On March 8, 1921, an employee of the O’Laughlin Stone Company discovered the body of a young boy floating in a quarry pond in Waukesha.
The child, estimated to be between five and seven years old, had blond hair and brown eyes. He was well dressed, but every clothing label had been deliberately cut out, suggesting someone had tried to prevent the items from being traced.
The press dubbed the unidentified child “Little Lord Fauntleroy,” after the character from the novel Little Lord Fauntleroy. Because of his fine clothing, investigators assumed he came from a well-off family and would soon be identified. He never was.

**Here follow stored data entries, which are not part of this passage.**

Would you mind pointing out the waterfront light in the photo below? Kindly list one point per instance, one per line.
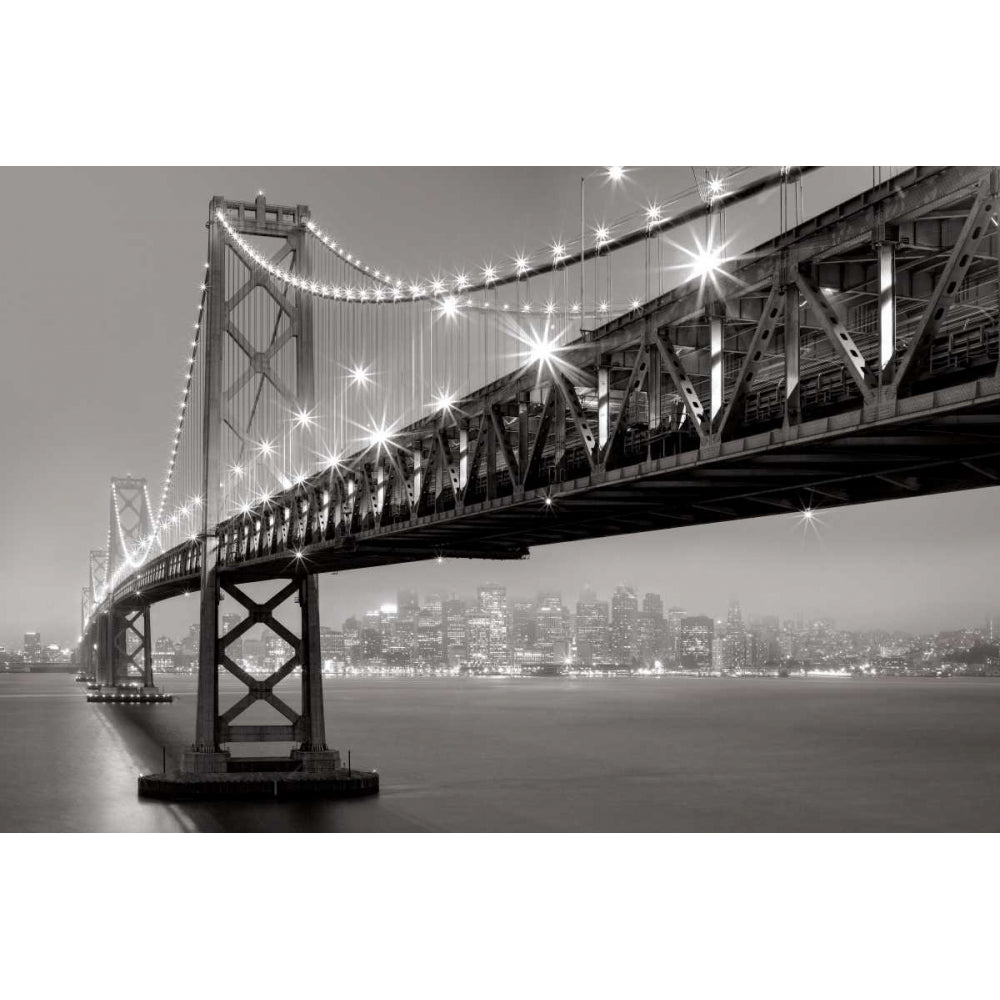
(360, 375)
(443, 401)
(706, 262)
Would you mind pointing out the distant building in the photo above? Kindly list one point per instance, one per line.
(33, 647)
(593, 633)
(331, 648)
(551, 617)
(651, 630)
(493, 608)
(523, 625)
(674, 629)
(164, 656)
(625, 627)
(734, 643)
(453, 626)
(697, 636)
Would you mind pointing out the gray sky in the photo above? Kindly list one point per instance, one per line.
(98, 286)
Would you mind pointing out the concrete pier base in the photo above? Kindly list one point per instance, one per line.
(195, 762)
(266, 780)
(127, 695)
(317, 761)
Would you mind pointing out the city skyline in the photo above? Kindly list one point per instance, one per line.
(493, 631)
(913, 561)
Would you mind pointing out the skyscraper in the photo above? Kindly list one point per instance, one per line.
(33, 647)
(651, 630)
(523, 625)
(493, 605)
(593, 635)
(697, 636)
(734, 644)
(674, 629)
(551, 624)
(453, 628)
(625, 627)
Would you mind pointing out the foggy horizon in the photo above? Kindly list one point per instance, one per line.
(92, 386)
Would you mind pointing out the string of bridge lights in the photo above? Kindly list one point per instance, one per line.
(145, 544)
(710, 190)
(160, 523)
(447, 292)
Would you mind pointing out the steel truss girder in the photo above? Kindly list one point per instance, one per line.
(772, 315)
(299, 727)
(682, 383)
(837, 333)
(978, 224)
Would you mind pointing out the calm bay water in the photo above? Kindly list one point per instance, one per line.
(553, 754)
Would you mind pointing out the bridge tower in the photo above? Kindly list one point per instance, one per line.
(127, 652)
(237, 356)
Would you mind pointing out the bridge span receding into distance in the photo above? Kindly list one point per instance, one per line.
(852, 358)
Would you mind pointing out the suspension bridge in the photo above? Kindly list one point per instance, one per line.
(642, 376)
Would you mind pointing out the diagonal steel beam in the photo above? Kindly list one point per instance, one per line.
(572, 401)
(541, 435)
(770, 318)
(682, 382)
(501, 436)
(977, 226)
(837, 333)
(636, 380)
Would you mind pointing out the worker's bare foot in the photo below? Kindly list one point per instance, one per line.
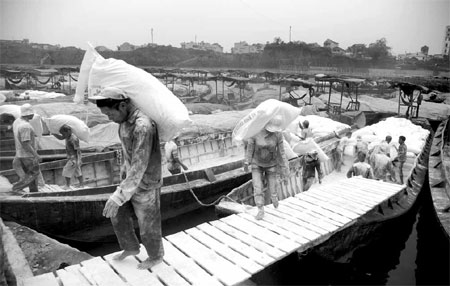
(148, 263)
(125, 253)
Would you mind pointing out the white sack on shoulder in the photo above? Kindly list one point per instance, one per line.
(79, 128)
(145, 91)
(82, 83)
(255, 121)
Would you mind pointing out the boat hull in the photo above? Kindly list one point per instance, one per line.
(341, 246)
(79, 217)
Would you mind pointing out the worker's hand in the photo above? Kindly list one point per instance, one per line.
(111, 208)
(285, 179)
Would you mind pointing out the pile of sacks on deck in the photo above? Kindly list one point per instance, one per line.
(374, 134)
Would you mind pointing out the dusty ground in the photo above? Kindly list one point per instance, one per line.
(43, 253)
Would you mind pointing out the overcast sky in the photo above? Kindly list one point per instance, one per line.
(406, 24)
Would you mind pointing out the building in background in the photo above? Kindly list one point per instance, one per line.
(330, 44)
(202, 46)
(127, 47)
(446, 45)
(244, 48)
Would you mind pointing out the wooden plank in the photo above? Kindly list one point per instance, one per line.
(187, 267)
(127, 269)
(377, 185)
(337, 217)
(248, 239)
(71, 279)
(101, 272)
(372, 199)
(318, 217)
(298, 229)
(224, 270)
(374, 191)
(76, 270)
(299, 220)
(268, 236)
(238, 259)
(165, 273)
(331, 207)
(355, 198)
(47, 279)
(235, 244)
(339, 202)
(306, 216)
(275, 228)
(371, 189)
(348, 197)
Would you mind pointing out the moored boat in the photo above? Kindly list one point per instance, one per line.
(215, 166)
(439, 176)
(341, 245)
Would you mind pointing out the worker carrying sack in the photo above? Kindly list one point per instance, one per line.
(79, 128)
(255, 121)
(144, 90)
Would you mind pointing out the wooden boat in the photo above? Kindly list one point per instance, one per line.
(439, 176)
(241, 198)
(215, 167)
(6, 157)
(341, 245)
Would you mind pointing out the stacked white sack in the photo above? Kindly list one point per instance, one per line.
(395, 127)
(320, 126)
(14, 110)
(79, 128)
(255, 121)
(144, 90)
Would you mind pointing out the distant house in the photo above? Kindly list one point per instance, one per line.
(47, 47)
(357, 50)
(419, 56)
(202, 46)
(330, 44)
(337, 51)
(127, 47)
(102, 49)
(446, 44)
(314, 45)
(244, 48)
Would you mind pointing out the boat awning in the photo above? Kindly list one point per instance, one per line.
(44, 72)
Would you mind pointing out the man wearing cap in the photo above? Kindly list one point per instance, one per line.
(26, 157)
(265, 154)
(139, 192)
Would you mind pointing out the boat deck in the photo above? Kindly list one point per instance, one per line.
(230, 250)
(439, 174)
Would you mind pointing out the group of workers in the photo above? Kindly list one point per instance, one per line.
(378, 162)
(139, 190)
(26, 160)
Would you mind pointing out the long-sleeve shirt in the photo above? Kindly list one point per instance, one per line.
(402, 149)
(142, 156)
(267, 150)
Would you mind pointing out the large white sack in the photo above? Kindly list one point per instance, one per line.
(288, 151)
(255, 121)
(309, 145)
(144, 90)
(14, 110)
(79, 128)
(82, 83)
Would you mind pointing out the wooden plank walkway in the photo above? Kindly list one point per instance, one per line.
(232, 249)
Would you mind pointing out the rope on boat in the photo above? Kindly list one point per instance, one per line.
(74, 79)
(14, 81)
(198, 200)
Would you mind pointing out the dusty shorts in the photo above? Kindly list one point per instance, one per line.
(72, 168)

An autopsy found very little water in his lungs and a blunt-force wound to the top of his head, suggesting he had been killed before being placed in the pond.
In 1949, a medical examiner in Milwaukee proposed that the boy might have been Homer Lemay, a six-year-old who disappeared around the same time. Homer’s father claimed he had left the boy with friends in Chicago who later took him to Argentina, where he supposedly died in a car accident. Investigators found no evidence of the family, the accident, or any record of such a death.
The examiner urged that the boy be exhumed to test the theory, but local officials decided to let the child rest in peace. At the time, forensic testing was limited, and there were no known relatives to compare against anyway.
More than a century later, the child known as Little Lord Fauntleroy remains unidentified.